Pour tester directement l'hypothèse nulle, utilisez un test de permutation.

Laissez le premier PC en état A Explique a<100% de variance, et le premier PC en état B Explique b<100%de variance. Votre hypothèse est queb>a, afin que nous puissions définir c=ba comme la statistique d'intérêt, et l'hypothèse est que c>0. L'hypothèse nulle à rejeter est quec=0.

Pour effectuer le test de permutation, prenez votre N=200+200 des échantillons des deux conditions, et les diviser au hasard en conditions A et B. Comme le fractionnement est aléatoire, il ne devrait pas y avoir de différence dans la variance expliquée après cela. Pour chaque permutation, vous pouvez calculerc, répétez ce processus plusieurs fois (par exemple, 10000) fois, et obtenir la distribution des c sous l'hypothèse nulle de ctrue=0. Comparer votre valeur empiriquec avec cette distribution donnera un p-valeur.

Bootstrapping

Pour obtenir l'intervalle de confiance sur c, utilisez le bootstrapping.

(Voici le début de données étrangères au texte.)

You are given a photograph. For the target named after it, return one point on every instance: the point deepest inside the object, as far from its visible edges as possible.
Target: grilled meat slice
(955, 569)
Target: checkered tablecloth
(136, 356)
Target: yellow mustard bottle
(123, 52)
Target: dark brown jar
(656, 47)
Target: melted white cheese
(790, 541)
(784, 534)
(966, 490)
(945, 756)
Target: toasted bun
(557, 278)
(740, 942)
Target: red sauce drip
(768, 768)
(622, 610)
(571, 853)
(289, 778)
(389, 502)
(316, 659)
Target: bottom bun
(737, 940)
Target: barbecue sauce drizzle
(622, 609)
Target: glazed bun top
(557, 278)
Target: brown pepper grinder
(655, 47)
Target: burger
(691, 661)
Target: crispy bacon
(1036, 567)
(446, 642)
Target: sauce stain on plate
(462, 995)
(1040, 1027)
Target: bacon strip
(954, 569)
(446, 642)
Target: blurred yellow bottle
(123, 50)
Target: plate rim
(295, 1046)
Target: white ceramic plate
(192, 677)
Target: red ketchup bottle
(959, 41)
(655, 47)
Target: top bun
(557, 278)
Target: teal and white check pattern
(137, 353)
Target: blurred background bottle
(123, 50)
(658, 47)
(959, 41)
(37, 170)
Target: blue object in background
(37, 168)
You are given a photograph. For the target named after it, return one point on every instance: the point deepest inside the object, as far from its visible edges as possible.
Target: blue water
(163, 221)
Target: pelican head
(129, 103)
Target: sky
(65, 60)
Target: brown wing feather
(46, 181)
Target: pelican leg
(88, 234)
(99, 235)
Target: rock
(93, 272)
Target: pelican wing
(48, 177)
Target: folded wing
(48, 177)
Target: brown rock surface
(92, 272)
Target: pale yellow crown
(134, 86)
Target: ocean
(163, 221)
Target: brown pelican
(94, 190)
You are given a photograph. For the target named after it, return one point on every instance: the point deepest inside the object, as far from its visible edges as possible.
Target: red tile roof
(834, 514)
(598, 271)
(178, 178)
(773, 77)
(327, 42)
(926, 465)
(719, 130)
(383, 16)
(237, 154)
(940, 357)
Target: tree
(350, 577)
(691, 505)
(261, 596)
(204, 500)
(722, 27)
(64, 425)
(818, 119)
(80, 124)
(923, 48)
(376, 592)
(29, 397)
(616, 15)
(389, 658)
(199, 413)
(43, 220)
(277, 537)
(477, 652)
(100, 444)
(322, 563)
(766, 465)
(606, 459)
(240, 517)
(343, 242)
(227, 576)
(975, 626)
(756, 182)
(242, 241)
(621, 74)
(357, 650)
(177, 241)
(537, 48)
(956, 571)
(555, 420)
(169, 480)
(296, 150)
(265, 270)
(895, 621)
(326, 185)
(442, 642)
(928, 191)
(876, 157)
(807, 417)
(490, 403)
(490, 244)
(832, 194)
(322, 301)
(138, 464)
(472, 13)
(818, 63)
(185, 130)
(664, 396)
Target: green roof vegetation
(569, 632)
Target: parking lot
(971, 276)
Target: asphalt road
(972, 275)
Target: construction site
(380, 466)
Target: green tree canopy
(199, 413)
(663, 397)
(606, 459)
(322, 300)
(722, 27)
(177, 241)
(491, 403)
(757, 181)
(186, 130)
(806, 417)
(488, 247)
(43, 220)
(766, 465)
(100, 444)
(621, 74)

Dans l'approche d'amorçage, vous sélectionneriez au hasard N=200échantillons avec remplacement des échantillons existantsA et un autre N=200 de B. Calculercet répétez-le plusieurs fois (disons, 10000) fois. Vous allez obtenir une distribution bootstrap duc valeurs, et ses intervalles de centile vont correspondre aux intervalles de confiance de la valeur empirique c. Vous pouvez donc estimer lap-value en regardant quelle partie de cette distribution se situe au-dessus 0.

Le test de permutation est un moyen plus direct (et probablement moins reposant sur des hypothèses) de tester l'hypothèse nulle, mais le bootstrap a l'avantage supplémentaire de fournir un intervalle de confiance sur c.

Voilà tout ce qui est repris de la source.